Defining the minimal enzymatic requirements for fatty acid scavenging from lysophosphatidylcholine by erythrocytic Plasmodium falciparum.

Host-derived lysophosphatidylcholine (LPC) is a significant source of choline and fatty acids for the intraerythrocytic malaria parasite Plasmodium falciparum. Two lysophospholipases play a dominant role in LPC catabolism: exported lipase 2 (XL2) and exported lipase homolog 4 (XLH4). Loss of these two enzymes greatly reduces, but does not abrogate, the parasite's ability to utilize LPC as a source of fatty acids.
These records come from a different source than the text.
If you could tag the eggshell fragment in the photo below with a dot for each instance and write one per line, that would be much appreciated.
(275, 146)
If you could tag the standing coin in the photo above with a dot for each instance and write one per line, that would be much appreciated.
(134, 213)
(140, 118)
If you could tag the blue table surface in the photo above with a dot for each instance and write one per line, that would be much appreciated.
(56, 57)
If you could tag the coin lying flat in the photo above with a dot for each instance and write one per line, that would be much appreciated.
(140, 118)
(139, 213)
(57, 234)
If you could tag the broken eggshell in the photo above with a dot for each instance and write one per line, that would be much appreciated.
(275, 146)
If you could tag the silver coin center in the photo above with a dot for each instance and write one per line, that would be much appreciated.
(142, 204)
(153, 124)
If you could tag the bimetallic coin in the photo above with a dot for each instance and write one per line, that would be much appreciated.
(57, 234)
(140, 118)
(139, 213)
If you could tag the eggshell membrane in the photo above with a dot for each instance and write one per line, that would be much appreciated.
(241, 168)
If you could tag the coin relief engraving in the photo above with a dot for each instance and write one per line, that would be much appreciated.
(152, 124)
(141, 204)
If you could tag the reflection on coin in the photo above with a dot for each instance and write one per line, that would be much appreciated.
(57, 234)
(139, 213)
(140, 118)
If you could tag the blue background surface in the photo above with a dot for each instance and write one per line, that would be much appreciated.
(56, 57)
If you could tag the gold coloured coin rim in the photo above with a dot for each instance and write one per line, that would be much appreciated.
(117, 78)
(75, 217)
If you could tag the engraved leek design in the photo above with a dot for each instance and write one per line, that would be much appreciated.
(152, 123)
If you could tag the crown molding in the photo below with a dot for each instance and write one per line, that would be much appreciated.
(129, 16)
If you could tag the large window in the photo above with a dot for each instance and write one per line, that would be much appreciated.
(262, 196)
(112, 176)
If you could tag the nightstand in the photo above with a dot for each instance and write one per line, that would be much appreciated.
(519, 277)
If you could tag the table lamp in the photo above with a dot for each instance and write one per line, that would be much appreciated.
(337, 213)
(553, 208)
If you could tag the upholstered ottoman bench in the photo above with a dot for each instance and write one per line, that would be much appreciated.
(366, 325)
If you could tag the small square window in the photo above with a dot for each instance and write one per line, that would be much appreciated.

In this study, we identify a third enzyme, termed "prodrug activation and resistance esterase" (PARE), that mediates low levels of LPC hydrolysis. Loss of PARE alone had no effect on the parasite's ability to scavenge fatty acids from LPC. However, when combined with the loss of XL2 and XLH4, knockdown of PARE impacted the parasite's ability to scavenge both choline and fatty acids from LPC. Furthermore, PARE/XL2/XLH4-deficient parasites were unable to complete a replication cycle when cultured in defined media with LPC as the sole source of exogenous fatty acids. We show that PARE is a membrane-associated enzyme with a substantial presence at the parasite periphery and propose a model whereby PARE catalyzes the hydrolysis of inwardly-diffusing LPC. Our findings reveal that asexual P. falciparum is dependent on parasite-encoded enzymes for LPC catabolism and rule out host erythrocyte enzymes as a physiologically-relevant source of lysophospholipase activity.